Durante la Transición me dedicaba a estas labores, y entrevisté a un político socialista, un economista muy brillante que había sido discípulo de Ernest Lluch. Al día siguiente me llamó rogándome que suprimiera una frase: «Ninguna revolución compensa el coste social que produce». Me extraño que un militante de izquierdas tan acreditado le pusiera alguna pega a la revolución, que a mi me parecía sumamente deseable en aquella época. Daba igual que clase de revolución, la que fuera, a la hora que fuera, incluso en fin de semana. «¿Que será de la revolución, sin una universal copulación?», decían en el Marat-Sade, estrenada en España a final de los sesenta, que casi me sabía de memoria. La revolución, con claveles, con tanques o con peinetas, siempre era bienvenida. Y mi entrevistado, mucho más leído que yo, me la acababa de chafar.

Suprimí el renglón sin darle más importancia, pero la frase se me quedó grabada, y aun sigue ahí. Quizás porque la revolución acabaría siendo, para nosotros los españoles, una asignatura pendiente. Lo que llamamos piadosamente la Transición fue una transacción muy bien llevaba, pero sin el fragor de la épica revolucionaria. Franco era listo como el hambre que su guerra provocó. En los años sesenta, su régimen ofreció pechugas y mantequilla a cambio de libertad, y la inmensa mayoría de los españoles, hartos de comer boniatos y patatas, compró la oferta en el super del Caudillo. Franco se adelantó a la China actual, con su economía de mercado sin libertades políticas, y no se hace la revolución con la despensa llena. La democracia fue posible gracias a la madre naturaleza, que es la que realmente se cargó a Franco, aunque todos disimuláramos años más tarde, adjudicando el hecho a la voluntad del pueblo español, una risa. Siempre en sintonía con la Patria, el general tuvo la suerte de fallecer al tiempo que la economía del país , su gran baluarte, agonizaba como él mismo. Tarde o temprano, la gente tiene el hábito de morirse, y los dictadores también.

Revoluciones hay de muchas clases, pero todas acaban estallando a causa de le necedad y la codicia de los déspotas. Las revoluciones violentas suelen comenzar cuando el pueblo pide simplemente pan, y si no se les dan unas hogazas acaban exigiendo libertades políticas, que ya son palabras mayores.
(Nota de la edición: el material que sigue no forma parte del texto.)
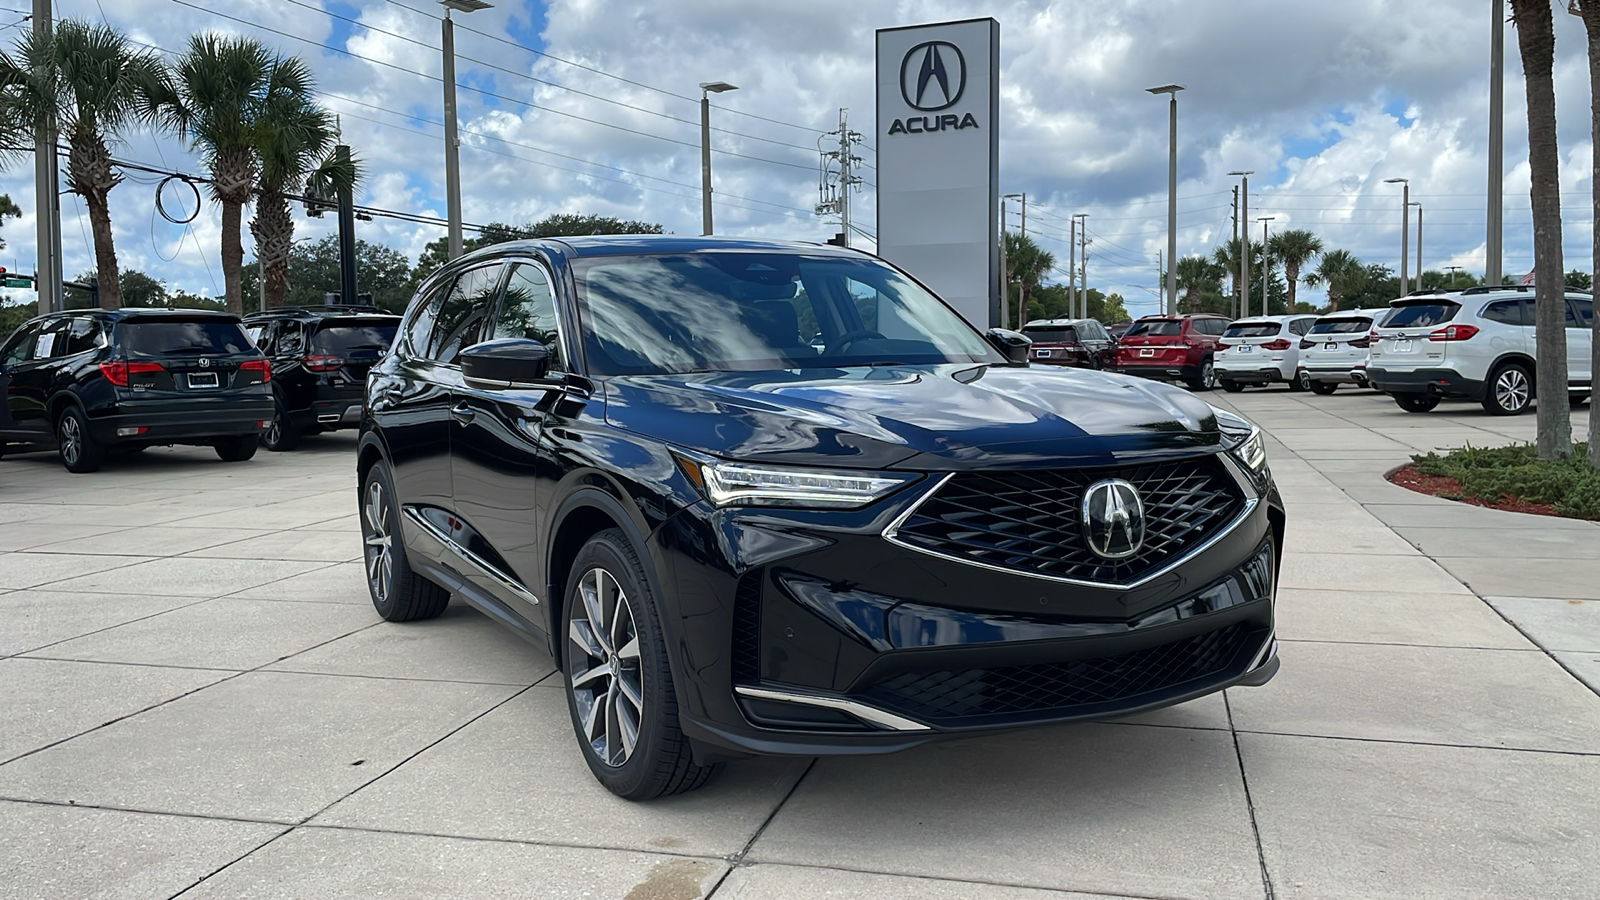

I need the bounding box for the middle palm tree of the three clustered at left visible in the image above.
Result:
[170,34,282,312]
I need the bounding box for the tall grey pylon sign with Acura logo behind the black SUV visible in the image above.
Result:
[877,19,1000,328]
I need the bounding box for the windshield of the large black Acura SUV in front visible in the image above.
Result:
[573,251,1002,375]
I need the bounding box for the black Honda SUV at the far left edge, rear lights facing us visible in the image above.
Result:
[0,309,272,472]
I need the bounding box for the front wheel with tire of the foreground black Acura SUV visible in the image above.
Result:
[562,528,718,801]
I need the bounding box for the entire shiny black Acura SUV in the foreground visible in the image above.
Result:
[358,237,1283,799]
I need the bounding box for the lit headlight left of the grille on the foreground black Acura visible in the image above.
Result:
[678,455,917,509]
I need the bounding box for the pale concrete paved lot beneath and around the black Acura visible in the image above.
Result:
[0,389,1600,900]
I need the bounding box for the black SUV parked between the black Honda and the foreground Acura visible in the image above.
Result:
[245,306,400,450]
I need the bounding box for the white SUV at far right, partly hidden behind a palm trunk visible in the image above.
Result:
[1366,287,1594,416]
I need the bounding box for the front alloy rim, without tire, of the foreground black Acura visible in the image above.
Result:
[566,565,645,769]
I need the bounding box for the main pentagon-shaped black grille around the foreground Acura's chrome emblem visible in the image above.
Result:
[894,456,1245,585]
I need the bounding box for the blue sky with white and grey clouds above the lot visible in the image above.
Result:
[0,0,1592,314]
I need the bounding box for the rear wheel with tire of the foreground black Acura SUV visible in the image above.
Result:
[360,461,450,621]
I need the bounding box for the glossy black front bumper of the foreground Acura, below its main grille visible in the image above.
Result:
[650,454,1283,759]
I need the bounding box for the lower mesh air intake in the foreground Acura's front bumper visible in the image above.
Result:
[864,621,1259,725]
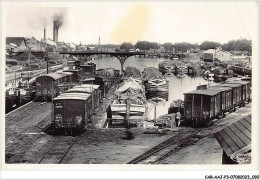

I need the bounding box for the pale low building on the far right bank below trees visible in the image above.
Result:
[202,49,232,62]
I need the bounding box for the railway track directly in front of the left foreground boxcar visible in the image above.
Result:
[37,136,78,164]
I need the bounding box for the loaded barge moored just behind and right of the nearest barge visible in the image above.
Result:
[143,67,169,101]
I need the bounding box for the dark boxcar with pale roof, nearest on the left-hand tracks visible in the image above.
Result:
[51,93,92,135]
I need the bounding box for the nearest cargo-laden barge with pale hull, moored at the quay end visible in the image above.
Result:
[107,68,147,126]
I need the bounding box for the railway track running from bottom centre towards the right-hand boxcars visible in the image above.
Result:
[127,129,201,164]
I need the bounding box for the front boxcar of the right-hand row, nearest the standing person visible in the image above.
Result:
[184,89,222,126]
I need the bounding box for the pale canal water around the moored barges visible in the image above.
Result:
[94,56,212,119]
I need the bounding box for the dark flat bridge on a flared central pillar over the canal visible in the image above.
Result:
[59,51,145,72]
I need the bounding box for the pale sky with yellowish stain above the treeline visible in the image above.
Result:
[3,2,257,44]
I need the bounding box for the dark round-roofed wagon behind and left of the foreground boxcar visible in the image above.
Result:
[35,72,72,101]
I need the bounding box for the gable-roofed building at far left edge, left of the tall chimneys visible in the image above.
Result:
[5,37,27,51]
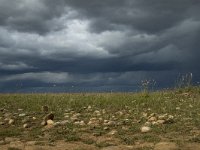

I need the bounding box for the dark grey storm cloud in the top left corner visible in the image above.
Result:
[0,0,72,34]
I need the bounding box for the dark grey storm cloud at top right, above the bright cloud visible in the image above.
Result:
[67,0,200,33]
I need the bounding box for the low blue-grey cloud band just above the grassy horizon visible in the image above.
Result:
[0,71,200,92]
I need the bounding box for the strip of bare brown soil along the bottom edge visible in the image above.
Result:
[0,138,200,150]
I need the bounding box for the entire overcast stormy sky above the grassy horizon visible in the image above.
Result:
[0,0,200,92]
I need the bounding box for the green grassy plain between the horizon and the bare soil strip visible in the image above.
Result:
[0,87,200,148]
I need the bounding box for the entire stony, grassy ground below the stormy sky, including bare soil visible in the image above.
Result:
[0,88,200,150]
Pero los dictadores como Dios manda suelen cerrarse a las reformas, porque en ese caso tendrían que reformarse también ellos mismos, y ceder en su infinita avaricia y en sus cuentas de las islas Caimán. Al final, la parte de naturaleza que somos acaba imponiendo sus designios. Y la necesidad innata de satisfacer el hambre, ese imperativo que compartimos con cualquier bicho viviente, es un mecanismo más efectivo para la revolución que el ansia de libertad, que es un bien cultural adquirido. Aunque viendo los films de Eisenstein o escuchando a Battiato en Perspectiva Nevski nos parezca lo contrario, que siempre queda más sublime.

Las revoluciones que la historia presenta como magnos acontecimientos, dependieron en sus inicios de alguna fortuita circunstancia personal. ¿Habría estallado la revolución francesa si el bobo de Luis XVI se hubiera casado con una profesional como la reina Sofía, en lugar de desposar a una necia «fashion victim» como María Antonieta? Por no hablar de la nefasta zarina Alejandra, sin cuyo valioso concurso quizás Stalín hubiera terminado sus días cultivando patatas en Georgia. Por eso mismo, habría que fijar para la historia el nombre del policía tunecino que decomisó el carrito de frutas a Mohamed, cuya acción burocrática, probablemente en aplicación de la ley, puede cambiar el curso de nuestro siglo.

Las revoluciones puede que no compensen el coste social que producen, como dijo mi entrevistado, pero nos siguen seduciendo lo mismo que los amores imposibles o las amistades peligrosas. A falta de una propia, las revoluciones de los demás alimentan el recoveco utópico que aún perdura en cada uno de nosotros, en otros más que en unos. El ser humano necesita novedad y aventura, aunque sea a través de la TDT. Por eso, de vez en cuando, al sobrado Occidente le encanta ver las revoluciones ajenas en la hora de la sobremesa. Aún sabiendo que lo habitual es que terminen como el rosario de la aurora, pero sin rosario, en este caso.